A Uefa anunciou oficialmente, nesta quinta-feira (30), que as Seleções da Europa decidiram boitocar torneios da Fifa enquanto a proposta de privatização de operações comerciais da entidade mantiver-se em pauta. A decisão contra a medida foi tomada de forma unânime pelas 55 associações filiadas à organização europeia.

Essa atitude contra a principal entidade do futebol mundial foi apoiada ainda pela Concacaf (América Central e do Norte) e da Confederação Asiática de Futebol. Juntas, as três entidades somam 143 dos 211 membros da federação internacional, formando uma maioria decisiva que coloca em risco torneios globais, a exemplo da Copa do Mundo Feminina de 2027.
Entenda o boicote e o projeto da Fifa
A Fifa avalia um projeto que envolve a criação da Fifa Forward Enterprise (FFE), uma subsidiária avaliada em 20 bilhões de dólares (R$ 102,3 bilhões).

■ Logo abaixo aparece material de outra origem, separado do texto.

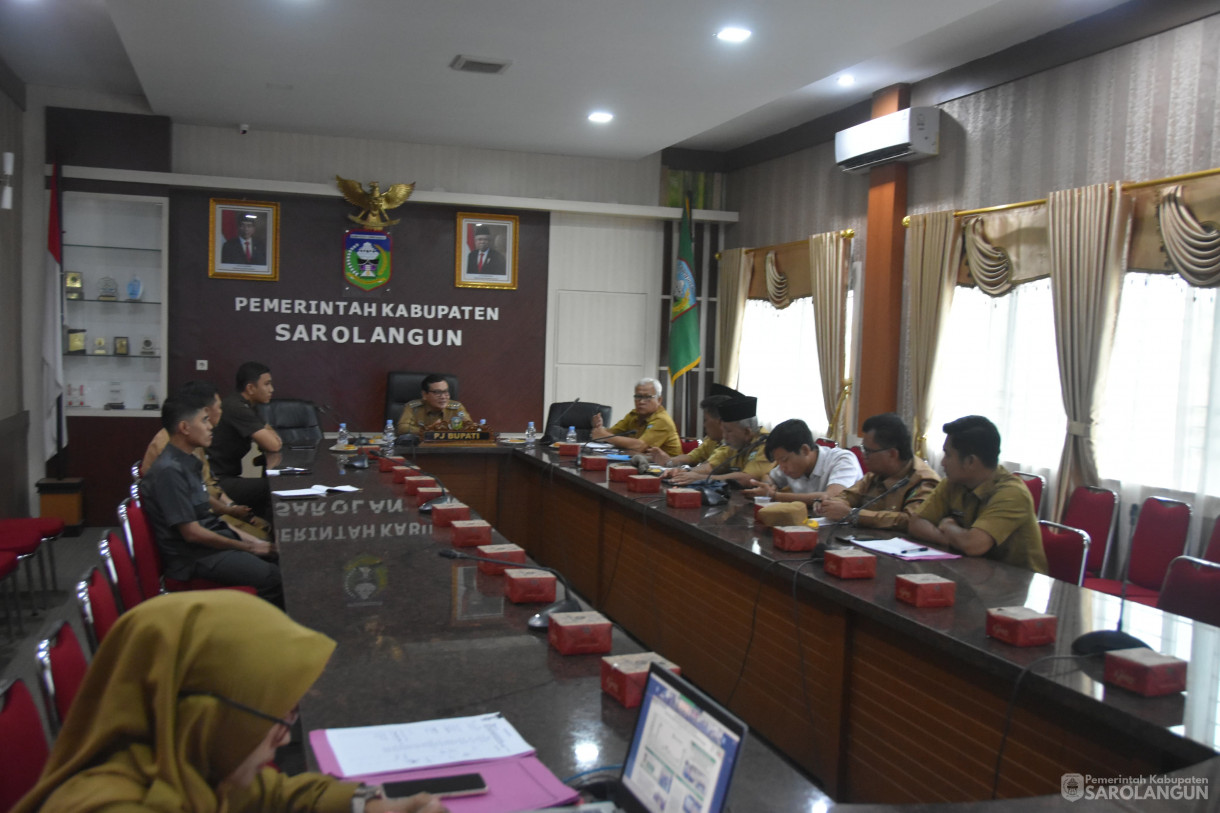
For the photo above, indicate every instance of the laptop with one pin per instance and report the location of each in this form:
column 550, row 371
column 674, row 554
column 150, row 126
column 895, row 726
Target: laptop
column 682, row 755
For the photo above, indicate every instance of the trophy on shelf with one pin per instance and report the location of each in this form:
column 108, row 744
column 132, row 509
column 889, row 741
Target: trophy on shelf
column 107, row 289
column 116, row 396
column 76, row 341
column 73, row 285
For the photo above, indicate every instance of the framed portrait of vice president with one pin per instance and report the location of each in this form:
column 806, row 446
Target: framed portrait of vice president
column 486, row 255
column 244, row 239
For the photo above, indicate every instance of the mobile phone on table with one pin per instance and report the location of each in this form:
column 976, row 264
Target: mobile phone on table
column 455, row 785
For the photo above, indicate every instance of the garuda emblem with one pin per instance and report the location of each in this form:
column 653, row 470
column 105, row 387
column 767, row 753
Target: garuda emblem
column 373, row 204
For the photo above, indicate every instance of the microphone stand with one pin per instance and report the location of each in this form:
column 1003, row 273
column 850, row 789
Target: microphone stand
column 539, row 620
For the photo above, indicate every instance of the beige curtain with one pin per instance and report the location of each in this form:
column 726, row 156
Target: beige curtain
column 735, row 285
column 933, row 245
column 828, row 258
column 1090, row 237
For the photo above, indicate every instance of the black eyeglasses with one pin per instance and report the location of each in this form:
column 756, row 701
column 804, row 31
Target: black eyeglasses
column 287, row 723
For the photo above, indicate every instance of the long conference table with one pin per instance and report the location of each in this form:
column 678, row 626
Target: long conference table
column 852, row 696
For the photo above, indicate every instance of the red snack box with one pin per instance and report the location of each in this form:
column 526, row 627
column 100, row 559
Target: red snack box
column 1021, row 626
column 425, row 495
column 624, row 676
column 580, row 632
column 526, row 585
column 794, row 537
column 414, row 484
column 594, row 463
column 925, row 590
column 469, row 532
column 508, row 552
column 622, row 474
column 683, row 498
column 443, row 514
column 850, row 563
column 644, row 484
column 1144, row 672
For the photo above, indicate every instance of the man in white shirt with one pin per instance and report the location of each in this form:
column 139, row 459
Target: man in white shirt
column 803, row 470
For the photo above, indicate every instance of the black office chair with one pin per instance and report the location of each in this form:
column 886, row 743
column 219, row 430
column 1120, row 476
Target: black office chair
column 295, row 420
column 401, row 387
column 569, row 413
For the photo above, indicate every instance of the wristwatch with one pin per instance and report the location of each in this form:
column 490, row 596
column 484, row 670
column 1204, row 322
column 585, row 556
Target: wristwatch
column 362, row 795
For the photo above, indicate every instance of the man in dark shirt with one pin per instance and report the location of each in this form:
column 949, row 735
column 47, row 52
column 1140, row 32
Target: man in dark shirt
column 240, row 425
column 194, row 542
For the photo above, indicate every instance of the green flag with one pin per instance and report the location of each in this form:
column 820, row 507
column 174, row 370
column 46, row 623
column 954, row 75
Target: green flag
column 685, row 311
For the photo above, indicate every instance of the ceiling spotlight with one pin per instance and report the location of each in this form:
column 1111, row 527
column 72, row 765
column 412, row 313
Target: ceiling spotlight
column 733, row 34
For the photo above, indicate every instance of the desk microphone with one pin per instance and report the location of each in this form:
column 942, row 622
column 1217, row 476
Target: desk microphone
column 539, row 620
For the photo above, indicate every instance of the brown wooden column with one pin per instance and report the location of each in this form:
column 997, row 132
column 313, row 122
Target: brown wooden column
column 882, row 315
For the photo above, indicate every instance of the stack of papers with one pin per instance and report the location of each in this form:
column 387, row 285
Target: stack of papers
column 486, row 744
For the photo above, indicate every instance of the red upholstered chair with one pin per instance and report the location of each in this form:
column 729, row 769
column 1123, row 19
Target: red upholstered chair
column 99, row 608
column 1159, row 537
column 1036, row 484
column 1066, row 551
column 1213, row 552
column 61, row 665
column 121, row 570
column 22, row 741
column 1192, row 588
column 9, row 590
column 1093, row 510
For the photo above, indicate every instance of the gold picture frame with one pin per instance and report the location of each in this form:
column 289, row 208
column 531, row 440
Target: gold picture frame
column 244, row 239
column 499, row 264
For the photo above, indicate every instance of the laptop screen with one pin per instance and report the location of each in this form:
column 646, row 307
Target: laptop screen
column 683, row 751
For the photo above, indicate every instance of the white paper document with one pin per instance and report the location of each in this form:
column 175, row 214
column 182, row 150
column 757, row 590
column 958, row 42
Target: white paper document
column 381, row 748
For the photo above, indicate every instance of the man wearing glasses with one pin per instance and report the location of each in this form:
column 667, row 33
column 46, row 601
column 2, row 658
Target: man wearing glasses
column 432, row 409
column 889, row 458
column 648, row 424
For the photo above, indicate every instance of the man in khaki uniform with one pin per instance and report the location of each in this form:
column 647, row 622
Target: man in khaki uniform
column 744, row 451
column 891, row 459
column 432, row 405
column 649, row 424
column 980, row 508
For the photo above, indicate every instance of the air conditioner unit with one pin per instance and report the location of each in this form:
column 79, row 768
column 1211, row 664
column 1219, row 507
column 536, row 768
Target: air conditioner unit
column 904, row 136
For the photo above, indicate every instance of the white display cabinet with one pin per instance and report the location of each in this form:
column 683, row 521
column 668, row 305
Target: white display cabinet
column 122, row 238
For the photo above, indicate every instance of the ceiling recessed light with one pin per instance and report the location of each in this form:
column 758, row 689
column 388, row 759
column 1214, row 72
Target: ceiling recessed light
column 733, row 34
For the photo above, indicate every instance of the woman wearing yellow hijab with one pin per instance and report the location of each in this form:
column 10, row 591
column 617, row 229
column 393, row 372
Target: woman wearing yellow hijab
column 182, row 707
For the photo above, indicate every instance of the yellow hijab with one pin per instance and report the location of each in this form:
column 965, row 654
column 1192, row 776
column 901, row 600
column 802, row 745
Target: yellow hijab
column 131, row 739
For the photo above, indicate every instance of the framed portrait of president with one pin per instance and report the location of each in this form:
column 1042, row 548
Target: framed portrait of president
column 244, row 239
column 486, row 255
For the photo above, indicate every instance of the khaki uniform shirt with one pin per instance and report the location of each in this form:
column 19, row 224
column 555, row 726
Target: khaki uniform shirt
column 417, row 414
column 893, row 510
column 654, row 430
column 1002, row 508
column 750, row 459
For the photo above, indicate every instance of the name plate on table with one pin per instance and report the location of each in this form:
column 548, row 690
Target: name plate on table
column 458, row 435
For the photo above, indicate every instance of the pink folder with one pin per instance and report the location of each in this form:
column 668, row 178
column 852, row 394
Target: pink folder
column 519, row 783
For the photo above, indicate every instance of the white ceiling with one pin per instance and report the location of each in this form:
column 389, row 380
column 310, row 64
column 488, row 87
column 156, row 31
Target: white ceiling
column 380, row 68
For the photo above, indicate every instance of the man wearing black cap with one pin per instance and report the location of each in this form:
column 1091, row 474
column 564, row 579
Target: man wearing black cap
column 484, row 259
column 746, row 459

A intenção da entidade era vender entre 20% e 30% das ações para investidores privados, arrecadando cerca de 4,2 bilhões de dólares (R$ 21,5 bilhões).
Para a Uefa e as demais federações, há um temor de que a entrada de capital privado aumente a pressão para inflar o calendário esportivo e reduzir o intervalo entre edições da Copa do Mundo, bem como a possibilidade de interferência baseada em interesses comerciais.
Em nota, a Uefa destacou que "nenhuma seleção nacional participará de qualquer competição enquanto essas propostas permanecerem em pauta, a menos que a ideia seja totalmente abandonada e haja garantias vinculantes".
Para tentar aprovar a medida junto às federações dos países, a Fifa acenou com o aumento dos repasses financeiros aos filiados. A promessa era elevar o repasse atual de R$ 41 milhões por federação para até R$ 102 milhões no ciclo até 2030, chegando a R$ 123 milhões até 2038. No entanto, a proposta segue rejeitada pelos dirigentes europeus.
Se o boicote ir à frente, a Copa do Mundo Feminina 2027, que acontecerá no Brasil, pode ser impactada, visto que a Espanha (atual campeã) e a Inglaterra, não participariam do torneio, por exemplo.